İngiliz futbolu bir güzel karıştı. Milli takımın başına Thomas Tuchel getirildi. 3 Aslanlı takımın başına bir Alman mı? 20 yıl, 30 yıl önce bunu teklif etmek bile küfür sayılabilirdi. Ama Chelsea’ye Şampiyonlar Ligi’ni kazandıran hoca, Gareth Southgate’ten boşalan koltuğa oturuverdi.
Gary Neville ve Sam Allardyce gibi isimler, Tuchel’in kalitesine itiraz etmemelerine karşın, Graham Potter ve Eddie Howe gibi isimlerin es geçilmesine kızgındı. Bizde olan tartışmaların benzerleri yaşandı hafta içinde.
Tuchel, Chelsea’de geçirdiği süre boyunca hem İngiliz futbolunu hem de oyuncuları yakından tanıma fırsatı buldu. Chelsea ile Şampiyonlar Ligi’ni kazanması, onun Avrupa futbolunun en üst düzeyindeki başarılarına bir yenisini ekledi. İngiltere Milli Takımı’nın oyuncularının çoğu Premier Lig’de forma giydiği için, Tuchel’in bu ligdeki derin tecrübesi, milli takımın yapılandırılmasında önemli bir avantaj sağlayabilir. Taktiksel açıdan, Tuchel’in 3-4-3 ve 4-3-3 gibi esnek sistemleri kullanabilmesi, İngiltere’nin farklı rakiplere karşı stratejik avantaj kazanmasına yardımcı olabilir.

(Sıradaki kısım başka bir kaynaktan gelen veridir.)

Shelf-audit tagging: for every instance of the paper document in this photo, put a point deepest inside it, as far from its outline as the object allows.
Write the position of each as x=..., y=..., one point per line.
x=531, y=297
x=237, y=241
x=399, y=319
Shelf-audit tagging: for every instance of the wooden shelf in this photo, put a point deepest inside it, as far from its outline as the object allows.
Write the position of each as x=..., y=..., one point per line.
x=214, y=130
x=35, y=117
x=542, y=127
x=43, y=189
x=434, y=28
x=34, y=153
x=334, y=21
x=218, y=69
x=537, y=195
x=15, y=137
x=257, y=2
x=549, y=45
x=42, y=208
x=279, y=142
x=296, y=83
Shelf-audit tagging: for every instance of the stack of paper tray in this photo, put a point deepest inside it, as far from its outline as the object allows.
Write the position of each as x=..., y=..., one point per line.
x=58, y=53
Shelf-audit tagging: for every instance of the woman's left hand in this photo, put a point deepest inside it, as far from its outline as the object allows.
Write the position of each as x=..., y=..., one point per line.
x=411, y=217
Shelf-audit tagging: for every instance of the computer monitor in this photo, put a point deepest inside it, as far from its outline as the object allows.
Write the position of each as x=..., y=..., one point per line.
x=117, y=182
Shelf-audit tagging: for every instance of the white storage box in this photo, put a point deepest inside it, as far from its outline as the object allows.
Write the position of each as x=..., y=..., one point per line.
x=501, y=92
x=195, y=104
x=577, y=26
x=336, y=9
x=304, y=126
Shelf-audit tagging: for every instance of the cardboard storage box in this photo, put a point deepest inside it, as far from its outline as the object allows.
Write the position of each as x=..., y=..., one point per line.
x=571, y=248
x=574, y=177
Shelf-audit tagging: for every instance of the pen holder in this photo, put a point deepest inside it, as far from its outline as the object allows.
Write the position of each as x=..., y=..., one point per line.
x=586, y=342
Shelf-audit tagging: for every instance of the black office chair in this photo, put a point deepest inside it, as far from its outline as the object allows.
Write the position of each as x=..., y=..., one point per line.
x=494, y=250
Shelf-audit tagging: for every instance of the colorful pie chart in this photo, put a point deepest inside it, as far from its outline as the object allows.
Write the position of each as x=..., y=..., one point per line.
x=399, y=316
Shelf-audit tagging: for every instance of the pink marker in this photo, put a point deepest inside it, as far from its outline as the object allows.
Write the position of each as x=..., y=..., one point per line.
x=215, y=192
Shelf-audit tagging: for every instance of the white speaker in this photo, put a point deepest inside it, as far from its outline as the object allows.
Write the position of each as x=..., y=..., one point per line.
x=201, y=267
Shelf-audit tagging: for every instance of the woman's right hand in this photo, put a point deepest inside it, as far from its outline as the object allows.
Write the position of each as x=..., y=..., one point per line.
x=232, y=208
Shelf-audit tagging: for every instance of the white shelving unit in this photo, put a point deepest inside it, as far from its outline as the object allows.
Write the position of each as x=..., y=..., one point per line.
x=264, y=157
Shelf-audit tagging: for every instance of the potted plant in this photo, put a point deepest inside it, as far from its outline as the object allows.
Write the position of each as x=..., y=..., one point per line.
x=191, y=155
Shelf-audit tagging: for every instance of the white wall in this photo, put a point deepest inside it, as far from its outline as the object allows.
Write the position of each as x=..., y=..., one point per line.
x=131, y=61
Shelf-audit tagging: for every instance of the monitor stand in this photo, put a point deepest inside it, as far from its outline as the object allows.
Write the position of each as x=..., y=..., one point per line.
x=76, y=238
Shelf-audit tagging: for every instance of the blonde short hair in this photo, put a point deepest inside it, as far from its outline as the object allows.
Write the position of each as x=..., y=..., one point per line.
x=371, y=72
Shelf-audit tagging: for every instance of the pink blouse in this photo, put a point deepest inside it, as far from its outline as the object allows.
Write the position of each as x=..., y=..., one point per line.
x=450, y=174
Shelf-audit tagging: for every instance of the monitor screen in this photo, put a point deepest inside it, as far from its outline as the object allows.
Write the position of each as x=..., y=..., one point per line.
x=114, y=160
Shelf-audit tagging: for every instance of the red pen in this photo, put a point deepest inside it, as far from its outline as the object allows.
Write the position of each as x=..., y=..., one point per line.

Ancak Tuchel’in geçimsizliği de bilinen bir gerçek. Milli takım gibi oyuncu havuzunun kulüplerdekinden kat be kat fazla olduğu yerlerde futbolcular üzerinden tartışmalar yaşanacak. Alman hocanın medyayla, futbolcularla ve hatta federasyonla ilişkisi, bu gerginliklerin süresini belirleyecek. Hele hele özellikle medyadaki eski futbolcuların önemli kısmının bu atamaya karşı olduğunu düşünürsek renkli bir dönem bizi bekliyor.
Aslında futbolda sonucun belirleyici olduğunu biliyoruz. Tuchel, İngiltere ile Dünya Kupası kazanırsa pasaportunda ne yazdığının hiçbir önemi kalmayacak. Zaten bu atamayı olumlu karşılayanlar da Tuchel’in İngiltere’ye taktiksel açıdan çağ atlatacağını düşünüyor. Hep beraber neler olacağını göreceğiz.